People usually assume I’m Catholic, or at least Christian, because of my name and appearance. Over the years, a lot of anti-Semitic comments and jokes have been voiced in my presence but not directed at me personally, of course, because of that coloration. Those comments have offended me because of false and ugly stereotypes on which they are based, but the comments have never frightened me, and when I disclose my Jewish identity, the speakers are always contrite, ashamed, and genuinely embarrassed.
The events in Charlottesville frightened me. When I heard the chants about Jews and I saw the huge swastikas that were worn and waved with pride and arrogance, I was truly frightened.

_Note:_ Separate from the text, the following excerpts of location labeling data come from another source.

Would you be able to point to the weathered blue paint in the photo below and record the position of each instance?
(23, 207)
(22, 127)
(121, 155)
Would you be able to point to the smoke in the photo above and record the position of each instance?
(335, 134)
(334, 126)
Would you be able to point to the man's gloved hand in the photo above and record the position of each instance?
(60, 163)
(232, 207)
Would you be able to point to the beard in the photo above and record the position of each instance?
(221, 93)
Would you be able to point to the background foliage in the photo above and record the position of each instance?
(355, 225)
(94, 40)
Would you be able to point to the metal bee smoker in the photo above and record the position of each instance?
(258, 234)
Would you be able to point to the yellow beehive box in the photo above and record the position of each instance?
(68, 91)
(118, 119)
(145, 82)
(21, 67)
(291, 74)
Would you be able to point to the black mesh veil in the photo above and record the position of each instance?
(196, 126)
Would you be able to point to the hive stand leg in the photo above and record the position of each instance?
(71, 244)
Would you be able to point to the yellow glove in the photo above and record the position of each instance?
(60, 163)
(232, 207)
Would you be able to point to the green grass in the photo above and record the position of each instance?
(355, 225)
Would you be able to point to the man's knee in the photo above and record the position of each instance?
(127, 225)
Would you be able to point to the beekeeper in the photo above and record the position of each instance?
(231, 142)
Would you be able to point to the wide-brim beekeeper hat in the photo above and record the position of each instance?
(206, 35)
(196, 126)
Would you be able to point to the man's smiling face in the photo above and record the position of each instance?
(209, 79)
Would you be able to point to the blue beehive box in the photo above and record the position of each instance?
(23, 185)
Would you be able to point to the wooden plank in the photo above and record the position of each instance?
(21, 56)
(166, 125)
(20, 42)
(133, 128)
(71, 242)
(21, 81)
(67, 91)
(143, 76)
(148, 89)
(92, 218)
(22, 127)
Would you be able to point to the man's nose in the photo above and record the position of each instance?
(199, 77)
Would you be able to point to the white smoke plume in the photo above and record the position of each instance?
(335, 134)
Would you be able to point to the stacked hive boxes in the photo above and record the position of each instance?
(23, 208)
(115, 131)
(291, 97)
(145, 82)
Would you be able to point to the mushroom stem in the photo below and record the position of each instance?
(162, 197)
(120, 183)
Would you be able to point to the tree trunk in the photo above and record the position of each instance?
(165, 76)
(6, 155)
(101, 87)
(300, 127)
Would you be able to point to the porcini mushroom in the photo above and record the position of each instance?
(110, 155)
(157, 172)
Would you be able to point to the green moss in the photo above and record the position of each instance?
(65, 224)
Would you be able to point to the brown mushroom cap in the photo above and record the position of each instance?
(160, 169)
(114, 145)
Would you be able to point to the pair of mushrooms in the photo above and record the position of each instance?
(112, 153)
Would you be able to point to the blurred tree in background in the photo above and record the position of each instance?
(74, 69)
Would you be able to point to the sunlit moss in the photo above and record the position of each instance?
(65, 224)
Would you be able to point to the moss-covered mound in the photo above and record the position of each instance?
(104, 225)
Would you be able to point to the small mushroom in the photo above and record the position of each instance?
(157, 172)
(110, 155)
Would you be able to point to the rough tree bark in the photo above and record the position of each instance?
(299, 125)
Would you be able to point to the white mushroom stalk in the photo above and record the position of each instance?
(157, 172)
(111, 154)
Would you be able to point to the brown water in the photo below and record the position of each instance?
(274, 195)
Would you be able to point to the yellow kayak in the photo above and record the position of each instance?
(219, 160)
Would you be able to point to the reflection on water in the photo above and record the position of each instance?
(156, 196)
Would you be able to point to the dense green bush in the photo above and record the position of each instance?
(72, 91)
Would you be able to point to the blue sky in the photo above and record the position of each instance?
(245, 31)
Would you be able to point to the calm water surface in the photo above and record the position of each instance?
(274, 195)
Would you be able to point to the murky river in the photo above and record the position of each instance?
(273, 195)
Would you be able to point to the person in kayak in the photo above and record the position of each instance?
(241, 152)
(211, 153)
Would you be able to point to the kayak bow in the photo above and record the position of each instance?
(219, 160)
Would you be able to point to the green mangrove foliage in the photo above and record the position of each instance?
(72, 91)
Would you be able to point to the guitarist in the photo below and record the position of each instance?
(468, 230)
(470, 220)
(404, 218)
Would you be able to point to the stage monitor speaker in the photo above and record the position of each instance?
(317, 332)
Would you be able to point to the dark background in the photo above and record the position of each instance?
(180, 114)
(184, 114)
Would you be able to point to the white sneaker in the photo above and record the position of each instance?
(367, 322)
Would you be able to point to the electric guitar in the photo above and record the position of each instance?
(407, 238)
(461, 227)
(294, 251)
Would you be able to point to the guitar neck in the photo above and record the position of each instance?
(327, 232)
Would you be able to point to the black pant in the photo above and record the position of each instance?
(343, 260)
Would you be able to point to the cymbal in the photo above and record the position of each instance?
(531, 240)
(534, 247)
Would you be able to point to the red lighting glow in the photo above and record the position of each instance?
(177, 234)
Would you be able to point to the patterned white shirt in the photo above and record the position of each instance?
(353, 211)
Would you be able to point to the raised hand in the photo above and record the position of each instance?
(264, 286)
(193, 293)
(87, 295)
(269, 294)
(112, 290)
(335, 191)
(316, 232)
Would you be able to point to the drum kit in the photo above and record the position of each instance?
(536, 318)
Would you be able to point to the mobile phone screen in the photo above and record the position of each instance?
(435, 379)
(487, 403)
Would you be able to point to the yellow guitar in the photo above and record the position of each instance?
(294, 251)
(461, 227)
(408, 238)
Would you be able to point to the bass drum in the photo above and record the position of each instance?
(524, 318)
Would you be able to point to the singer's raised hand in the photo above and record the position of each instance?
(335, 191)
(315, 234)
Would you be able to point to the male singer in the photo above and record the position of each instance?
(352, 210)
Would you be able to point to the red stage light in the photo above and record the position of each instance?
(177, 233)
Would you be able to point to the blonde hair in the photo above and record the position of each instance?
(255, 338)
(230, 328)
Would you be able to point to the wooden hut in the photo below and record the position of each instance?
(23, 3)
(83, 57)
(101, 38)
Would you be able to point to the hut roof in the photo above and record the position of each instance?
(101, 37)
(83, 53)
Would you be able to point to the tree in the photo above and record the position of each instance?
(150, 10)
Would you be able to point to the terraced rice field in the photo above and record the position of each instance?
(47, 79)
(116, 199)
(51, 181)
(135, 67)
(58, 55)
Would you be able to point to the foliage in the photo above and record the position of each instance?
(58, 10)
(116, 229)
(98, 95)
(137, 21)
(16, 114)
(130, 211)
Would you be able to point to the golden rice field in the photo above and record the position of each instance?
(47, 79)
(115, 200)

Much of my extended family perished in the Holocaust, in the annihilation of the Jewish ghetto in Vilna, Lithuania. I work in human rights. I have followed the dramatic upsurge in hate groups and hate incidents that accompanied the Trump campaign, the election, and now the presidency itself. The chants of “Heil Trump” make my heart stop. Slogans having to do with Jews and ovens – I simply cannot believe that this is happening in my lifetime, in my country, from fellow Americans. And Trump is supporting this violence by failing to take a strong stand against the neo-Nazis, by demonizing the good people who were protesting hate, and by not disavowing the alt-right’s allegiance to him.
Young people are highly susceptible to online propaganda. The neo-Nazi website Daily Stormer, part of the organizing impetus for the Charlottesville demonstrations, was shut down in recent days by several hosting sites and now resides in the dark web. It has its ancestry in the Nazi newspaper Der Sturmer, circulated in Germany from the 1920s until the end of World War II. Der Sturmer’s publisher, Julius Streicher, was prosecuted at the Nuremberg trials after the Holocaust and was hanged for committing crimes against humanity.
Streicher never killed anybody, never filled shower rooms with poisonous gas, never rounded up Jews and packed them into cattle cars. He did something that in many ways was far worse. He incited ordinary people to hate Jews, to view them as objects to be reviled and defiled and exterminated.
These are the same messages we are hearing today, without opposition from the White House, without outrage and incredulity from Attorney General Jeff Sessions, without enough shock and horror from all of us to silence the hate speech and to put an end to the swastikas and the Hitler adulation forever.
This is no longer my country. This is a place where I am frightened, where the next Julius Streichers are taking boldly to the streets with encouragement and support.
Where will I go to feel safe?
Ellen J. Kennedy, Ph.D., is the executive director of World Without Genocide at Mitchell Hamline School of Law.